On apprit par les débats que ce garçon avait été placé par son père, tout jeune, dans une fabrique de tabac, où il était resté cinq ans. Cette année il avait été renvoyé par son patron à la suite d’une querelle entre le propriétaire de la fabrique et ses ouvriers et, resté sans ouvrage, il avait erré au hasard des rues, dépensant à boire tout ce qu’il possédait. Dans un débit, il avait fait la connaissance d’un ouvrier serrurier, également sans travail et buveur, et tous deux, une nuit, étant ivres, avaient enfoncé la porte d’un hangar et s’étaient emparés du premier objet venu qui leur était tombé sous la main. On les avait pris. Ils avaient tout avoué. Le serrurier était mort en prison, en attendant le jugement, et le garçon était seul traduit devant le jury, comme un être dangereux qui menaçait la société.

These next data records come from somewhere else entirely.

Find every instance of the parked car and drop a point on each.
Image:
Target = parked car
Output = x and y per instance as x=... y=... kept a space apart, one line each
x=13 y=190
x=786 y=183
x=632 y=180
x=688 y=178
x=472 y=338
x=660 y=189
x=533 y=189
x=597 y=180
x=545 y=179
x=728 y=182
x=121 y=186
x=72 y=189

« Aussi dangereux que la condamnée d’hier », — songeait Nekhludov en écoutant ce qui se passait devant lui. « Tous deux sont des êtres dangereux, soit ! Mais nous, ne sommes-nous pas dangereux ?… Moi, par exemple, le débauché, le menteur ? Et nous tous, tous ceux qui, me connaissant tel que j’étais, loin de me mépriser m’estimaient ? »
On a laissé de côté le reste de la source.